Según análisis de empleabilidad entre las generaciones más jóvenes en el mundo, el oficio u ocupación más deseado es el de ‘influencer’, una aspiración que se justifica en el enorme atractivo social que estos creadores de contenidos virales –una definición simple de lo que es un influenciador– han cobrado en los últimos tiempos.
Ahora bien, hay una porción de personas que también sueña con influir en las redes sociales, y no necesariamente porque quiera algún premio o reconocimiento de YouTube, Twitch o TikTok.
Esta nueva hornada de ‘influencers’ de generaciones mayores se vincula al poder político o al deseo de tenerlo. Existe entre estas personas la intuición de que los espacios digitales pueden colaborar a catapultar su ascenso al manejo del Estado. Y esa es una intuición correcta.

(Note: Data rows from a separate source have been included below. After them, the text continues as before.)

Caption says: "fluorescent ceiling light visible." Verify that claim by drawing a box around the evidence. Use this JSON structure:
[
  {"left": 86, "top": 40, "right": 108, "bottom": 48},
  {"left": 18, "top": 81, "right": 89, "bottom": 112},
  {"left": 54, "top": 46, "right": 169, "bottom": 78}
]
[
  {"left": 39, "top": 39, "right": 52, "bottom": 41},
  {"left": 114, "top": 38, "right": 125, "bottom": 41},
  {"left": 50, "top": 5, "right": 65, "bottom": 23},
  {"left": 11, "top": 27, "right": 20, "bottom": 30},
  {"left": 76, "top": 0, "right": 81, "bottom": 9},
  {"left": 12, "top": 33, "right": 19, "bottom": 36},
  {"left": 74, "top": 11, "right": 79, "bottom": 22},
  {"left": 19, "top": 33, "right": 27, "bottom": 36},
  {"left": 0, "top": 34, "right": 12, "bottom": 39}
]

Ahora bien, desde el tiempo en que Barack Obama impulsó su camino a la presidencia de Estados Unidos hasta la irrupción de fenómenos como los presidentes activistas tipo Nayib Bukele o los candidatos anarquistas como Javier Milei, ha pasado mucha agua bajo el molino. La conquista y atención de las audiencias se ha sofisticado.
Y es que nadie que sueñe con ser un influenciador –y que no sepa exactamente cómo llegar a serlo– puede prescindir de un estratega en esas artes, que en el mundo del marketing digital es conocido como ‘community manager’ (CM, el responsable de comunidades). Y, como resulta evidente, tampoco puede lograr su carrera hacia la popularidad digital si no cuenta con comunidades atentas.
Ambos elementos, el CM y las comunidades, deberían contar con un respaldo basado en la experiencia y en una espontaneidad propia de la inmediatez de la digitalización. Pese a ello, la ansiedad por la exposición a veces puede llevar al aspirante a tomar atajos peligrosos y no recomendados.
Crear la vida virtual de un ‘influencer’ inexistente puede suponer un presupuesto abultado que incluya pagar por un CM, una pauta publicitaria en redes sociales, imágenes originales, vida familiar, espacios personales en Internet, números de teléfono, interacciones y opiniones. Y también destreza y mucha continuidad en la creación de contenidos.
A su vez, las comunidades deberían cultivar tipos de seguidores, algo que, según la casuística de los CM, puede tomar varios años, pero que, con triquiñuelas, se puede llegar a conseguir en pocos meses. Dicho en cristiano: creando cuentas o comunidades falsas.
Es una lástima que, en sus afanes por lograr ser un líder digital, el actual presidente del Congreso, Alejandro Soto, no haya contado con una buena asesoría que le hubiese explicado los inconvenientes de pagar pauta publicitaria con el objetivo de inducir al error. Una pésima estrategia.
Y es que, al margen de las posibles responsabilidades penales que ahora empiezan a configurarse en su contra a causa de la malversación de dineros públicos y la conminación al personal a su cargo de volverse ayayeros digitales, lo que un ‘wannabe’ de ‘influencer’ no se puede perdonar nunca es perder la espontaneidad. Y claramente el ‘equipo digital’ de Soto no contaba con ella.
Colofón: La lección más ejemplar del frustrado sueño de lograrse como influenciador del señor Soto es, sin duda, que requiere saber y entender bien de digitalización, al menos a nivel de un usuario curioso. Y, en el peor caso, si no somos ese usuario curioso, nos toca buscar gente que sepa serlo. Búsquese un buen CM si quiere ser políticamente atractivo en TikTok, por ejemplo. O si está buscando ser el próximo ‘outsider’ político.